I’m a proud “P.A.R.” and Saluki, with a master’s in Public Affairs Reporting from University of Illinois – Springfield and bachelor’s from Southern Illinois University – Carbondale. I’m also a 2016 graduate of the Leadership Illinois program. My husband Marty and I have a son and a daughter, and we love to travel. In my downtime—when the kids are sleeping and my athletic administrator husband is working—I scroll Pinterest and watch HGTV, dreaming of which room I’ll re-do once my kids outgrow leaving fingerprints on the walls.

2). Why did you select a career in PR? 

I view myself as an educator and believe it is my responsibility to help people understand sometimes complicated information. Whether it’s helping patients understand their medical care or helping reporters explain regulations, insurance and business changes that influence healthcare, everybody wins when accurate information is available.

3). What do you like most about your job?

It’s great to flex different “muscles” every day. In PR you can go from lighter image work like event planning to heavier issue management all within the same week, sometimes the same day.

4). What do you enjoy most about PRSA-CI, and how has chapter membership helped you? 

I’ve been a member for about a year, and I appreciate connecting with colleagues. It’s good to understand that although we work in different industries, as PR professionals we face similar challenges, and it’s great to get perspective from others. I’ve developed friendships and look forward to getting to know more members.

5). What makes PRSA-CI different than other communication associations? 

I’m grateful that our members are based in different communities and that they work in PR for different sectors with colleagues in healthcare, banking and finance, agriculture, insurance, manufacturing, government and education.
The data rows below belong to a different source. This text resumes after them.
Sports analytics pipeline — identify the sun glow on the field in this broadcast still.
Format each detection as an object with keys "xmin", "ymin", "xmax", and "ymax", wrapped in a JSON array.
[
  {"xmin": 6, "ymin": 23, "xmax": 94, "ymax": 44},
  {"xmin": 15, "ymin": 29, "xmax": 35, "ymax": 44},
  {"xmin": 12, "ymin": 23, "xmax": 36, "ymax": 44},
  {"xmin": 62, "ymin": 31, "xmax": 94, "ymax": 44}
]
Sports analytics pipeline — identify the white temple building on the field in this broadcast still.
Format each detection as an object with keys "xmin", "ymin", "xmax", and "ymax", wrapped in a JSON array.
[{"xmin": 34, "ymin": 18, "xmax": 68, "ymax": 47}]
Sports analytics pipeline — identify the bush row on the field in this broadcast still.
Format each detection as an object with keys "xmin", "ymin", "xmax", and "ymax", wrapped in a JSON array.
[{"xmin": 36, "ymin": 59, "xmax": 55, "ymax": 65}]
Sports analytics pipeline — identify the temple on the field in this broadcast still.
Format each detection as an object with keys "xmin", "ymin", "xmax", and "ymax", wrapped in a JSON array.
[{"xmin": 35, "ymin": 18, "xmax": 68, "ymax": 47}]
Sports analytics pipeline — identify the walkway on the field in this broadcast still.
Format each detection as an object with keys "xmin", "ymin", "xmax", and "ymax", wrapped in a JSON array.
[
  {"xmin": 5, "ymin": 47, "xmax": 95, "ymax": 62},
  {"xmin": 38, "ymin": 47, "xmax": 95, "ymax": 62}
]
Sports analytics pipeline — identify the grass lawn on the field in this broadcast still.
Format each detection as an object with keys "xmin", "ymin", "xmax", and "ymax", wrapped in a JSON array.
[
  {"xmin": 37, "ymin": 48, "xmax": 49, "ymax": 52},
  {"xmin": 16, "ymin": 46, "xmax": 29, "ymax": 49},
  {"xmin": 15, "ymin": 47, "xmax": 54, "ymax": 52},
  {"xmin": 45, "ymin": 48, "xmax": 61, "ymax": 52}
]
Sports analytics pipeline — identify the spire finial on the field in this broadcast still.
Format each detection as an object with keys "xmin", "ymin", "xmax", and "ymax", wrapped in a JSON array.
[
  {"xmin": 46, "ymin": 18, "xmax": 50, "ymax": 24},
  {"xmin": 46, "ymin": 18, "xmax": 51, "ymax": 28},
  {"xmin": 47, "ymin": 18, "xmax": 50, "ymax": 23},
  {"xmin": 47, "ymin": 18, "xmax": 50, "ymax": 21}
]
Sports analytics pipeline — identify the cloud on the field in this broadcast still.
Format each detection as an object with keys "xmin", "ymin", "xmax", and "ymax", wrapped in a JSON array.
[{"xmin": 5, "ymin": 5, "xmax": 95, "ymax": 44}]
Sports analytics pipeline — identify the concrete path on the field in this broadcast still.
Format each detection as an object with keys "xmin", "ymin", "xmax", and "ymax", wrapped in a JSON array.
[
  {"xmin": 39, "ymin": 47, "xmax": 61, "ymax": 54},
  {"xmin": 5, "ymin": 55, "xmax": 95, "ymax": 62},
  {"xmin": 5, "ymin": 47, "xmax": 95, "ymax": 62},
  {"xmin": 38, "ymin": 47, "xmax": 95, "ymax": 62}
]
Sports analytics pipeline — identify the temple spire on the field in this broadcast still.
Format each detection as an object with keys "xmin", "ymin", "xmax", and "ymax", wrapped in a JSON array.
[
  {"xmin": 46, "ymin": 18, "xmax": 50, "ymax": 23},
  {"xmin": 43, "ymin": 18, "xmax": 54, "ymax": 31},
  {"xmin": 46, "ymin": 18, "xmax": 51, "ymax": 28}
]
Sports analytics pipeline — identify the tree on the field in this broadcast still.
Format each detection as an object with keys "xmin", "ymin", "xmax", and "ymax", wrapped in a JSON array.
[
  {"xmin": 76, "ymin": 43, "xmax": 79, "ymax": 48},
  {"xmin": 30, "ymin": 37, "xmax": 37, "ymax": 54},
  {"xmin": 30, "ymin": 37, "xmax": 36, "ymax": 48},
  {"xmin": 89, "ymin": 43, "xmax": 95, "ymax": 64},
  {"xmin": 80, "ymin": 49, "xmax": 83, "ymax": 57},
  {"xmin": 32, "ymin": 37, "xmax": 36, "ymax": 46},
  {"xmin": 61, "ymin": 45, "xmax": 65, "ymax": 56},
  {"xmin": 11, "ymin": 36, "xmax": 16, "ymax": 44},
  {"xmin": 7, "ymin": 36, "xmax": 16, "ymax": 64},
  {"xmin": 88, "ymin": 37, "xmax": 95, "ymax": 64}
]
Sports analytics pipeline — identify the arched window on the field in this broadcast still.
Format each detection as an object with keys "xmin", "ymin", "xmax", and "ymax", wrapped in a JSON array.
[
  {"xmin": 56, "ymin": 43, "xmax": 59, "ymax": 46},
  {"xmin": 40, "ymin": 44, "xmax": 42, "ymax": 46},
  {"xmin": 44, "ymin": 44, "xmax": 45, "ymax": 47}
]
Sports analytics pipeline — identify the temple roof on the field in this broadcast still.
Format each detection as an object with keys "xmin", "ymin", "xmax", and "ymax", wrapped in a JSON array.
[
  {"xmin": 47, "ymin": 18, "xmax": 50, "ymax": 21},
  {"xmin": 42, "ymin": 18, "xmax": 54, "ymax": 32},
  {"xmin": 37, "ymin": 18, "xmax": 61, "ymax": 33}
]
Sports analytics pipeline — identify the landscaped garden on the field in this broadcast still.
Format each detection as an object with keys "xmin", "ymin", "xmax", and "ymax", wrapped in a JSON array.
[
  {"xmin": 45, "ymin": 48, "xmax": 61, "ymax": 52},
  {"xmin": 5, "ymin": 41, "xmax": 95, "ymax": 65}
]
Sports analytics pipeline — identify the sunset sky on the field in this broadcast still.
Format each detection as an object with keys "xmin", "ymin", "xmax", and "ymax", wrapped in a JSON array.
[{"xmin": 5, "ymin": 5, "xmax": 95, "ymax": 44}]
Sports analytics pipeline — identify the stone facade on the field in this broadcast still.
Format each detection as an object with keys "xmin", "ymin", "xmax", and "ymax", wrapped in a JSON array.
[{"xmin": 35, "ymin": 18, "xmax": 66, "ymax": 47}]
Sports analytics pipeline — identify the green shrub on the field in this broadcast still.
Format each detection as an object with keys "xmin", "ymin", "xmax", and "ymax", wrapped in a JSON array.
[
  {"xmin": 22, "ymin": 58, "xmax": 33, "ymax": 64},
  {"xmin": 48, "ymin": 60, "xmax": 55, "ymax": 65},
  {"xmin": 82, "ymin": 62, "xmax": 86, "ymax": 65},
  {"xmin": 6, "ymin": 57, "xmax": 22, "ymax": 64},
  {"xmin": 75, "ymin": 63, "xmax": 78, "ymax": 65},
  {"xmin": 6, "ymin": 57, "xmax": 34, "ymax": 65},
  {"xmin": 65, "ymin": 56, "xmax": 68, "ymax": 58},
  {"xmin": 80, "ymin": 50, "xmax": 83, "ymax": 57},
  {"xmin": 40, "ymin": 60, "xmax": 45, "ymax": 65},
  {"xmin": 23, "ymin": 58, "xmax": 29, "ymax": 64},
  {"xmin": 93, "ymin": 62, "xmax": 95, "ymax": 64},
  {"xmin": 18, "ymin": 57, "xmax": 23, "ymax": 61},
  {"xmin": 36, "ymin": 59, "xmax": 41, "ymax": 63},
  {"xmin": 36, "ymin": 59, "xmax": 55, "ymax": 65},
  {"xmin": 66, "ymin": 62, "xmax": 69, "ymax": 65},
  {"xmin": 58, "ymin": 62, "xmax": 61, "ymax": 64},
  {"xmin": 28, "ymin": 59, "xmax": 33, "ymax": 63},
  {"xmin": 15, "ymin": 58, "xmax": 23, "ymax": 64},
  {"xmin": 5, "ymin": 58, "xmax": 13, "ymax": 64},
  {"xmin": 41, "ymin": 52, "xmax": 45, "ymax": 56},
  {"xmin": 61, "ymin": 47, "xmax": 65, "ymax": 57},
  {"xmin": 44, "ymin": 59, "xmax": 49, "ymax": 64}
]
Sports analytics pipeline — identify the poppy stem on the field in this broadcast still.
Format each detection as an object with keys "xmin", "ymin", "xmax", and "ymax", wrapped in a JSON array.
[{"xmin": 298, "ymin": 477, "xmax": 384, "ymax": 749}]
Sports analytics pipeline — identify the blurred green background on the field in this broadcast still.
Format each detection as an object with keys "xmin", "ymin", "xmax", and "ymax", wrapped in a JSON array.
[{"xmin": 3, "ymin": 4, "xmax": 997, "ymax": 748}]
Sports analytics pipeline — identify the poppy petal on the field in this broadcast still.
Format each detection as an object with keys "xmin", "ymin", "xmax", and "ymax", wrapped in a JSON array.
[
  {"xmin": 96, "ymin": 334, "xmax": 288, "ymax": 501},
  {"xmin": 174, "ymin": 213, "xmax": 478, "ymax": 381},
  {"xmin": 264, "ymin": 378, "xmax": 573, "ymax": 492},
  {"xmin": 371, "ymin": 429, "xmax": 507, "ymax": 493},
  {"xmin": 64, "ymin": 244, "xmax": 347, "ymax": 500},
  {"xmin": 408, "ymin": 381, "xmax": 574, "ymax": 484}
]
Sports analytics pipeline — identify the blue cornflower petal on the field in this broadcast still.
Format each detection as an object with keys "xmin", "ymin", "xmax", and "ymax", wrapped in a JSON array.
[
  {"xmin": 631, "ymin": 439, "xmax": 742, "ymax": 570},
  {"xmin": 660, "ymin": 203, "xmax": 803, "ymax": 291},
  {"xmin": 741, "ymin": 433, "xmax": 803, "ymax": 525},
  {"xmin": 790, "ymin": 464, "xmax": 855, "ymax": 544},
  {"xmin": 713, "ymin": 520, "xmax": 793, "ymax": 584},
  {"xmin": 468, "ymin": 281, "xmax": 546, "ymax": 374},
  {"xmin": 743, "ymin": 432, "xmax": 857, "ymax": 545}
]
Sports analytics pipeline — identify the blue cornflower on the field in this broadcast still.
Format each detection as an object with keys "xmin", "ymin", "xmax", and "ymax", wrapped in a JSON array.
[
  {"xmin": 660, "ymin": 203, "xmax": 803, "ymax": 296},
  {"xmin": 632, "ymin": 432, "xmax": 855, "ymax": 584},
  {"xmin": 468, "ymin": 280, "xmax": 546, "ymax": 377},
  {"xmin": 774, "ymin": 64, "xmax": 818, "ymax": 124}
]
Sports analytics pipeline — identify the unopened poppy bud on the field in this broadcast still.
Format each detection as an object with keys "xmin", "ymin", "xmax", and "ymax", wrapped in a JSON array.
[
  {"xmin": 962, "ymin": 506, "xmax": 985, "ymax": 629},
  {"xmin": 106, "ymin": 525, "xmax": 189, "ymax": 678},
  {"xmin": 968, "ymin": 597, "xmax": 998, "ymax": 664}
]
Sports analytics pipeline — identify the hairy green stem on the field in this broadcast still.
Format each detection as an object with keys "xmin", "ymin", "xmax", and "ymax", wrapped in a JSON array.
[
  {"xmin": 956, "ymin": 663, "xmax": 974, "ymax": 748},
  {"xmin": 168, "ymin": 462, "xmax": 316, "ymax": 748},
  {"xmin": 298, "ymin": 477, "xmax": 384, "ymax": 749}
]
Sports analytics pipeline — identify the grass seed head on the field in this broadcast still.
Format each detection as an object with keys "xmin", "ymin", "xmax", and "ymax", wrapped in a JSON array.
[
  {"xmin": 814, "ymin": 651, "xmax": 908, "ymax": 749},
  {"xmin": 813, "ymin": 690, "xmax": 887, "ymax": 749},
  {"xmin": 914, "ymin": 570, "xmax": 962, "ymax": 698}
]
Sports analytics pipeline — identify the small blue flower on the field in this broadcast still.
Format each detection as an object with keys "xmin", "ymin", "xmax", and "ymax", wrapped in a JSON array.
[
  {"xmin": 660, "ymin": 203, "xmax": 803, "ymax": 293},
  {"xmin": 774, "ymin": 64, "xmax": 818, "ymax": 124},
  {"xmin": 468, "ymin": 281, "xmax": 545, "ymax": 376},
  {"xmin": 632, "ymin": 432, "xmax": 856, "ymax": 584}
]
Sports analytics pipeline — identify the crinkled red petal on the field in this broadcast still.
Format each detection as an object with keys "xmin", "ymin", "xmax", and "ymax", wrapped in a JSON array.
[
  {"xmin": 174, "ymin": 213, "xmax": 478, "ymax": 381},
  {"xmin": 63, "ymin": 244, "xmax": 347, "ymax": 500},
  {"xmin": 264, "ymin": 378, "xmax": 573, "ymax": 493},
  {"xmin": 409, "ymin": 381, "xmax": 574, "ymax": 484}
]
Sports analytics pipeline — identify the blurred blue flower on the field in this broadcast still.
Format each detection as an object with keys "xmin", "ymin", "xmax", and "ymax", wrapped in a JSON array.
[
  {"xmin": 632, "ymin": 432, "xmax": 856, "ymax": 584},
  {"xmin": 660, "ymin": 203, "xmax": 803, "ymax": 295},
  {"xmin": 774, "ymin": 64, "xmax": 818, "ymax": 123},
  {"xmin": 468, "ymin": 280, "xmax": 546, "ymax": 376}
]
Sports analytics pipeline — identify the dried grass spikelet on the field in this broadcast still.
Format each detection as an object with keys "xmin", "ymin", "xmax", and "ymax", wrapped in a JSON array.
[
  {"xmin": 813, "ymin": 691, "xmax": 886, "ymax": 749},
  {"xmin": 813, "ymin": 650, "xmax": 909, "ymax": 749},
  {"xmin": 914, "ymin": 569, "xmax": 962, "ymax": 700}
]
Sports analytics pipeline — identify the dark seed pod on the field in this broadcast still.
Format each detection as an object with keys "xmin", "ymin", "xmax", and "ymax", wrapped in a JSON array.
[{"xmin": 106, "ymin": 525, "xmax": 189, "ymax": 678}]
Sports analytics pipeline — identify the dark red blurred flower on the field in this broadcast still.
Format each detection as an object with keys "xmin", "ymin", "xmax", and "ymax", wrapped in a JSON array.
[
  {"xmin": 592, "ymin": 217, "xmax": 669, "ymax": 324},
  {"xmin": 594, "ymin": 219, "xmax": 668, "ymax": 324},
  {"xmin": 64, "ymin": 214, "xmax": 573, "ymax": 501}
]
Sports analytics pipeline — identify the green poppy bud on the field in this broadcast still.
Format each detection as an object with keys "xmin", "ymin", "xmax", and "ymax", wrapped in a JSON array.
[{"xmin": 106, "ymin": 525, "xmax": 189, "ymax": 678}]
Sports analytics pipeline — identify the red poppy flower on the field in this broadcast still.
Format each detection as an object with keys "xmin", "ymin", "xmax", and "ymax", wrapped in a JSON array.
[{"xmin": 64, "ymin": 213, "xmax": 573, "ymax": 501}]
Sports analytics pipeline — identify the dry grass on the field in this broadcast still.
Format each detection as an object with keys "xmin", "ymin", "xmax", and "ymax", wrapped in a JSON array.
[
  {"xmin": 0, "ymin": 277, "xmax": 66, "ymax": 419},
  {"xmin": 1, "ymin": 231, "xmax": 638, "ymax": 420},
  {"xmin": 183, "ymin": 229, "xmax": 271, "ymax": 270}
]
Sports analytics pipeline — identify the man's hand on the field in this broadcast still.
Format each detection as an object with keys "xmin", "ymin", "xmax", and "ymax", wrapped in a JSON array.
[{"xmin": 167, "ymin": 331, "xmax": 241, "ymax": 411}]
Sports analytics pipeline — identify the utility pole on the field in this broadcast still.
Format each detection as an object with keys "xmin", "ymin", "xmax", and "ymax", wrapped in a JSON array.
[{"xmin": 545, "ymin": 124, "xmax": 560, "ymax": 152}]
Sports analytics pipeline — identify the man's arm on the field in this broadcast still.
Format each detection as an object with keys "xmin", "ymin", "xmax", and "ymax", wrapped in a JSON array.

There’s a nice mix of people who do similar work.

6). What made you decide to run for a PRSA-CI board position? 

I was involved with the Illinois News Broadcasters Association as a student and later as a board member. That organization was critical to my early career development, and I was eager to find a similar organization for PR pros. I hope serving in this capacity helps other professionals and students as the communications field changes.

7). What are two significant changes or challenges you’re seeing in the PR industry, and how do PR professionals prepare for them?

In this information age with social media and the web, the landscape has changed. Anyone can publish anything, which can be good with citizen journalists or bad where some national media outlets are unapologetic with their bias. We need smart, ethical and skilled communicators to help navigate these waters. While the tools will change, the basics will not. You must determine who you are, what lines you will not cross and be dedicated to serving. As always, relationships are important, and credibility is crucial.

8). What advice would you give recent college graduates who are looking for a full-time PR job? 

Be well read. Read everything. Know how to analyze, synthesize and measure results. If you didn’t have a great internship experience (or even if you did), volunteer for organizations you believe in and join regional professional groups like PRSA. Develop a servant-leader mentality where you are a problem identifier and problem solver. You’ll be indispensable to your boss, your company and your community.